In my opinion, the counseling and talk therapy is what nearly every patient desperately needs for one reason or another but they need it long term. If they get it in the hospital the one area of focus should be about what they need to know about obtaining it, what to get out of it and sticking with it after dischargebecause seeing a psychiatrist for 15 min a month to renew their medication doesn't address their other issues. Apparently there's a conflict of interest that prevents a hospital psychologist from seeing patients outside of the hospital in private practice and we don't have any hospital-run, out patient support groups. We don't even know or communicate with community agency counselors, beyond some of the case managers at discharge. No continuity. So this population of uninsured, mentally-ill people who are very vulnerable to physical, sexual, emotional abuse and exploitation rarely get exposed to resources and effective therapy to improve their situations at all. (I have always wanted to do something to focus on women's issues and relationship counseling, maybe even mother/baby wellness for our female patients.)

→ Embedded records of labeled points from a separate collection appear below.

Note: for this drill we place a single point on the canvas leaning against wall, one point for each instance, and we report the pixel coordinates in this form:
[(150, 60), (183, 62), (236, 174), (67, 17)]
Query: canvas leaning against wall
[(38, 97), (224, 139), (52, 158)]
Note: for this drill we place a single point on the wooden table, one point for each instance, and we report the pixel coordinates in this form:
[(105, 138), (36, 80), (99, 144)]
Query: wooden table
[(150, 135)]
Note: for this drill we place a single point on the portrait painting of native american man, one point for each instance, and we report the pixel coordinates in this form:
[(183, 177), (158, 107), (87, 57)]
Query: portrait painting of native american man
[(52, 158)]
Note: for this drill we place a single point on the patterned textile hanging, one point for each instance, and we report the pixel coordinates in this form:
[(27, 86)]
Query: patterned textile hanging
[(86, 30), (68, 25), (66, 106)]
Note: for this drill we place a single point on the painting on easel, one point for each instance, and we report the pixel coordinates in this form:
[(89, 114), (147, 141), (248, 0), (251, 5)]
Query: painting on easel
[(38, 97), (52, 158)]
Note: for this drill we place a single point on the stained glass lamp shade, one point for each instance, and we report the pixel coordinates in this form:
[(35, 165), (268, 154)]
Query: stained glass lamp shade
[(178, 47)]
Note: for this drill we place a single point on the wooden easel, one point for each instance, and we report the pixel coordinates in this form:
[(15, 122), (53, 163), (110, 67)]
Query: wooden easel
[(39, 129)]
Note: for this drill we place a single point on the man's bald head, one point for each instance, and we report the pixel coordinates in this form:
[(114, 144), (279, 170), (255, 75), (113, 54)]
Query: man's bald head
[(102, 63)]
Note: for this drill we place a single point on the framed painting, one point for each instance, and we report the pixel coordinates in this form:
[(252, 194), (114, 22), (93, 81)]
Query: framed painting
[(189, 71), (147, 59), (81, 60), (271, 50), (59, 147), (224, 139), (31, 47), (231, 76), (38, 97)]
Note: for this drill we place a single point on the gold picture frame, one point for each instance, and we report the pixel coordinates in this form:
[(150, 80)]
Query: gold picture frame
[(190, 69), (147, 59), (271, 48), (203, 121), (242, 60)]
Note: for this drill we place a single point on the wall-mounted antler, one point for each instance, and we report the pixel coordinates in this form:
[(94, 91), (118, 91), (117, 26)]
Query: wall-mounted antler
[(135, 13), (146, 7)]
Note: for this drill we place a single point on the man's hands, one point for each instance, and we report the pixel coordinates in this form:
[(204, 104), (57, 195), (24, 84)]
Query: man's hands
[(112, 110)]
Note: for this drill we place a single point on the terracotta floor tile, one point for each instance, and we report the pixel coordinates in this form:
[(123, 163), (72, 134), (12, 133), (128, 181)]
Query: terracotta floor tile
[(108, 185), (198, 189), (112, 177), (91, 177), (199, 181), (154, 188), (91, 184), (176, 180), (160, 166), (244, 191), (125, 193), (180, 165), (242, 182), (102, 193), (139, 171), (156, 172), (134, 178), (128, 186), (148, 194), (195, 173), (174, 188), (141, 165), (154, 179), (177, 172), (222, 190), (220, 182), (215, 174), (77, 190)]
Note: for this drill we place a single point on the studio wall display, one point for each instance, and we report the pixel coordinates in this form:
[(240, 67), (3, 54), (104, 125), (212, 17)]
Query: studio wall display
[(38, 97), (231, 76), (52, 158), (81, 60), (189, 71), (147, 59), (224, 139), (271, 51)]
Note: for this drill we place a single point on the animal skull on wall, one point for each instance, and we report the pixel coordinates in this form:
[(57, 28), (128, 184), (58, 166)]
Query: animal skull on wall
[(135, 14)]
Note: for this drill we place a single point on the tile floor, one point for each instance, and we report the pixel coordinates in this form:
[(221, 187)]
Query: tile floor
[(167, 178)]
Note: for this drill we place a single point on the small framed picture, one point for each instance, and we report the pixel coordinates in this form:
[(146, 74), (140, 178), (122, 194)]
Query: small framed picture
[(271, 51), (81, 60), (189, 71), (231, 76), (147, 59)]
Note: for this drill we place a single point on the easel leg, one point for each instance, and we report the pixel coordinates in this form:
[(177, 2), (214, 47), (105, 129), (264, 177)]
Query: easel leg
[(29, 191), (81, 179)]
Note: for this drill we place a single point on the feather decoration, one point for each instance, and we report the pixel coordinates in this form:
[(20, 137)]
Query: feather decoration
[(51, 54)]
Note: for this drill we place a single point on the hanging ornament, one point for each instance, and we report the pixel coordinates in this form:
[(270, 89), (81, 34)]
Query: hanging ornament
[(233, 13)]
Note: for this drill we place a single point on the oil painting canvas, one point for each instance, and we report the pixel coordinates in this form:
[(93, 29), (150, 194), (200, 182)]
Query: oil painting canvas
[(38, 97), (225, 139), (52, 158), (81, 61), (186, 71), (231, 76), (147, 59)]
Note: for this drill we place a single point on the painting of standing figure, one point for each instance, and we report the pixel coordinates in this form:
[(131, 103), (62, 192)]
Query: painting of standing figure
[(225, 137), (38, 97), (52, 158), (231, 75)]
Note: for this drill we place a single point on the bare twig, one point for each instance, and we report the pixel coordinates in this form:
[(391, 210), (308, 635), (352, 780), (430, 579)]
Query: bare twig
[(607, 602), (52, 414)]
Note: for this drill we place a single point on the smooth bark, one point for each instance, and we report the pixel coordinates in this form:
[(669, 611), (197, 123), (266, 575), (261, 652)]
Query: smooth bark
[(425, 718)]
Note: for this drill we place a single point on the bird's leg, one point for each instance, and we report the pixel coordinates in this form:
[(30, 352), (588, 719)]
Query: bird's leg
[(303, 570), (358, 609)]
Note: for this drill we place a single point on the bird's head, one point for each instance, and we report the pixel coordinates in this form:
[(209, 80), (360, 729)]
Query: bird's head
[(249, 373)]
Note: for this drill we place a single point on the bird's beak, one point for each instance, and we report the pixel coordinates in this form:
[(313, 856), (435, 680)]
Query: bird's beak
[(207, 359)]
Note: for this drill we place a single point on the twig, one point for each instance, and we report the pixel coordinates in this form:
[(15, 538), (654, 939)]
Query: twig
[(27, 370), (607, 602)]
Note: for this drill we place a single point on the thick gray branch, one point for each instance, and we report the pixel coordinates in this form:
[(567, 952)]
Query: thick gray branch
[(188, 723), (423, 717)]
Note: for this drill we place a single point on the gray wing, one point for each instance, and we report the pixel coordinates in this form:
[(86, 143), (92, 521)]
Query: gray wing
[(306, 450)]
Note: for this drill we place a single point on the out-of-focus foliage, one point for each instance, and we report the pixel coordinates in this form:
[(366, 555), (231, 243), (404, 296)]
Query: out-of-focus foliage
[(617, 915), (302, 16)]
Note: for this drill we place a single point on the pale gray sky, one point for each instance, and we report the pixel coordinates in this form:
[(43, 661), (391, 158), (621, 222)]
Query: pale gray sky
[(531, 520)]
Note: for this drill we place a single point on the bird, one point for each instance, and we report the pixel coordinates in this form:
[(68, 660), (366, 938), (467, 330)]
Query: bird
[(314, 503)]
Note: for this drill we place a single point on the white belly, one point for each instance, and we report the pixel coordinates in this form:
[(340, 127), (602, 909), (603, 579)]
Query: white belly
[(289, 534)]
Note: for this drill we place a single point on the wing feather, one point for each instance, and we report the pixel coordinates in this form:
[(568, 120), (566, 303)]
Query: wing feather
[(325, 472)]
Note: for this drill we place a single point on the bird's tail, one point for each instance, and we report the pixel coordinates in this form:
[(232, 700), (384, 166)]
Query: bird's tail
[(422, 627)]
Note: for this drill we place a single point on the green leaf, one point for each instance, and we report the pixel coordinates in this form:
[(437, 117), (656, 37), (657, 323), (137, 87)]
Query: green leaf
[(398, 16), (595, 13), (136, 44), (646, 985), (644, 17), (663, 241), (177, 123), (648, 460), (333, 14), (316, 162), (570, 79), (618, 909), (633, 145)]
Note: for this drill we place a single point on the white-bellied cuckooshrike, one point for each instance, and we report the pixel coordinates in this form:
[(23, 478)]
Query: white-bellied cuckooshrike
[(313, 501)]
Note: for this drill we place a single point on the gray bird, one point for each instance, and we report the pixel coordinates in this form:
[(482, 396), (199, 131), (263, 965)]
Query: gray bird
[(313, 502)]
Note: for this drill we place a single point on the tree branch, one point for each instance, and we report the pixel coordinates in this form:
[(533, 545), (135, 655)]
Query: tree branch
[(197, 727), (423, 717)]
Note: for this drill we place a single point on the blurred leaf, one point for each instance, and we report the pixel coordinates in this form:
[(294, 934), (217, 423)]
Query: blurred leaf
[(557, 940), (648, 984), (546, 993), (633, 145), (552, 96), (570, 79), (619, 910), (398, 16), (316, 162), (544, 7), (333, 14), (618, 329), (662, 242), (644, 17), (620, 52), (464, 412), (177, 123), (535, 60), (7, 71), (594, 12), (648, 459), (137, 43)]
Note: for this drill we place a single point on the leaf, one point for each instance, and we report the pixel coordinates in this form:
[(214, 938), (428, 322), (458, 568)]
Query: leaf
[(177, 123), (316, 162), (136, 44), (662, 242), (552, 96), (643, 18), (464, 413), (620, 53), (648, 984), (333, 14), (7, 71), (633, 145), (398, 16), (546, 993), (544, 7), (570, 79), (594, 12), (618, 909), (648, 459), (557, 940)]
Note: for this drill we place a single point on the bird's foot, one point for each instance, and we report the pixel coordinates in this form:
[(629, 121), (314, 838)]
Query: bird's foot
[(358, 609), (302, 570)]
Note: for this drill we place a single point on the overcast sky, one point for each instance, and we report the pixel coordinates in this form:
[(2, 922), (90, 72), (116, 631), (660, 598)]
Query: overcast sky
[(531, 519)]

My best advice is to try to think about what you wish to be your main focus. As an RN the work will be fast paced and while it is quite often rewarding and the money IS fairly good, it's also exhausting and can be frustrating because of a ridiculously dysfunctional chaotic system. I believe that with some thought, organization and diligence you could create a niche for yourself. Possibly find a way to make a dream job within a community psych agency serving the mentally ill by counseling them outside of the hospital. If you were near me I'd team up with you and refer clients! Or brainstorm for a better way. Good luck to you.